The following figure shows the same three-tier image as the system display. All mirror layers are stacked and combined to provide a unified view.
characteristic
Docker images are read-only. When the container starts, a new writable layer is loaded on the top of the image!
This layer is what we usually call the container layer. What is under the container is called the mirror layer!
commit image
docker commit Submit the container as a new copy # The principle of the command is similar to that of git docker commit -m="Description information" -a="author" container id Target image name:[edition TAG]
Actual test
# 1. Start a default tomcat [root@iz2zeak7sgj6i7hrb2g862z ~]# docker run -d -p 8080:8080 tomcat de57d0ace5716d27d0e3a7341503d07ed4695ffc266aef78e0a855b270c4064e # 2. It is found that the default tomcat has no webapps application, and there are no files under the official image default webapps! #docker exec -it container id /bin/bash [root@iz2zeak7sgj6i7hrb2g862z ~]# docker exec -it de57d0ace571 /bin/bash root@de57d0ace571:/usr/local/tomcat# # 3. From webapps Dist copy files into webapp root@de57d0ace571:/usr/local/tomcat# cp -r webapps.dist/* webapps root@de57d0ace571:/usr/local/tomcat# cd webapps root@de57d0ace571:/usr/local/tomcat/webapps# ls ROOT docs examples host-manager manager # 4. Adjust the operated container into an image through commit! We can use our modified image in the future without copying webapps every time The file under dist has been transferred to webapps. This is a modified image of ourselves. docker commit -m="Description information" -a="author" container id Target image name:[TAG] docker commit -a="kuangshen" -m="add webapps app" container id tomcat02:1.0 [root@iz2zeak7sgj6i7hrb2g862z ~]# Docker commit - a = "submitted by CSP" - M = "add webapps app" de57d0ace571 tomcat02 one sha256:d5f28a0bb0d0b6522fdcb56f100d11298377b2b7c51b9a9e621379b01cf1487e [root@iz2zeak7sgj6i7hrb2g862z ~]# docker images REPOSITORY TAG IMAGE ID CREATED SIZE tomcat02.1.0 latest d5f28a0bb0d0 14 seconds ago 652MB tomcat latest 1b6b1fe7261e 5 days ago 647MB nginx latest 9beeba249f3e 5 days ago 127MB mysql 5.7 b84d68d0a7db 5 days ago 448MB elasticsearch 7.6.2 f29a1ee41030 8 weeks ago 791MB portainer/portainer latest 2869fc110bf7 2 months ago 78.6MB centos latest 470671670cac 4 months ago 237MB hello-world latest bf756fb1ae65 4 months ago 13.3kB
If you want to save the state of the current container, you can submit it through commit to obtain an image, just as we use the snapshot of the virtual machine.
ls
ROOT docs examples host-manager manager
4. Adjust the operated container to an image through commit! We can use our modified image in the future without copying webapps every time The file under dist has been transferred to webapps. This is a modified image of ourselves.

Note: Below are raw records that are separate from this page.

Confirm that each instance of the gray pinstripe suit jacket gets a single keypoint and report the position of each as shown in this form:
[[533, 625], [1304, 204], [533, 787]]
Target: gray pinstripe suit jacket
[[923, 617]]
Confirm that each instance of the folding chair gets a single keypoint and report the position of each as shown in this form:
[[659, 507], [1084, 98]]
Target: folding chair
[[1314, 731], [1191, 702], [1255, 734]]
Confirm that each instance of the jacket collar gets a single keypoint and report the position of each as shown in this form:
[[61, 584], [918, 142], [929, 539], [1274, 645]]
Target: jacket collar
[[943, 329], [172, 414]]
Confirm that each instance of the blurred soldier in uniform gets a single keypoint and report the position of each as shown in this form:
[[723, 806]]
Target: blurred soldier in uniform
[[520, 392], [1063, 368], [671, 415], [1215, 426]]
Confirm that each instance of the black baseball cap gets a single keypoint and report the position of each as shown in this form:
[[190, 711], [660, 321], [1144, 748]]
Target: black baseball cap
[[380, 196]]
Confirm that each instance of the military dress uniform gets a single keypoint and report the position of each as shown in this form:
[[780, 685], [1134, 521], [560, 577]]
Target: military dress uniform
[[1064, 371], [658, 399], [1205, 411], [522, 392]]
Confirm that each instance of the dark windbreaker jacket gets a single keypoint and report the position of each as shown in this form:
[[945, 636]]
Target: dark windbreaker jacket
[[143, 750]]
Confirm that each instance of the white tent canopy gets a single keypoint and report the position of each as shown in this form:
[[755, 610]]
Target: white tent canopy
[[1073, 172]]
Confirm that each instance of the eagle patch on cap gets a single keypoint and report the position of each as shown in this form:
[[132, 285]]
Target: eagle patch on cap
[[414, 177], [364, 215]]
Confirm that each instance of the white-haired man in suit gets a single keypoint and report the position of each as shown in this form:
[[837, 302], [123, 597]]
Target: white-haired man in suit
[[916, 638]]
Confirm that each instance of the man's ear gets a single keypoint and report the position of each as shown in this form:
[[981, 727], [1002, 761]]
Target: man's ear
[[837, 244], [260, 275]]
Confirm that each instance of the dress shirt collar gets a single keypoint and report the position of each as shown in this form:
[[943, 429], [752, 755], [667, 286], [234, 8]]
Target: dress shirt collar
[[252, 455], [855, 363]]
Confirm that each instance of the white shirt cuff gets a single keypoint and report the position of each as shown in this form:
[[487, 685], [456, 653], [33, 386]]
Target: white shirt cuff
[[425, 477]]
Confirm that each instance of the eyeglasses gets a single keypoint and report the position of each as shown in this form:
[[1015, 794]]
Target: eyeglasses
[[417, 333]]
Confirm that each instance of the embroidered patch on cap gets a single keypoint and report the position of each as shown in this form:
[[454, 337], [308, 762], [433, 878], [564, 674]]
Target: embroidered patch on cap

docker commit -m = "description" - a = "author" container id target image name: [TAG]
docker commit -a = "kuangshen" - m = "add webapps app" container id tomcat02:1.0
[ root@iz2zeak7sgj6i7hrb2g862z ~]#Docker commit - a = "submitted by csp" - m = "add webapps app" de57d0ace571 tomcat02 one
sha256:d5f28a0bb0d0b6522fdcb56f100d11298377b2b7c51b9a9e621379b01cf1487e
[root@iz2zeak7sgj6i7hrb2g862z ~]# docker images
REPOSITORY TAG IMAGE ID CREATED SIZE
tomcat02.1.0 latest d5f28a0bb0d0 14 seconds ago 652MB
tomcat latest 1b6b1fe7261e 5 days ago 647MB
nginx latest 9beeba249f3e 5 days ago 127MB
mysql 5.7 b84d68d0a7db 5 days ago 448MB
elasticsearch 7.6.2 f29a1ee41030 8 weeks ago 791MB
portainer/portainer latest 2869fc110bf7 2 months ago 78.6MB
centos latest 470671670cac 4 months ago 237MB
hello-world latest bf756fb1ae65 4 months ago 13.3kB
If you want to save the state of the current container, you can commit To commit and get an image, just as we use a snapshot of a virtual machine.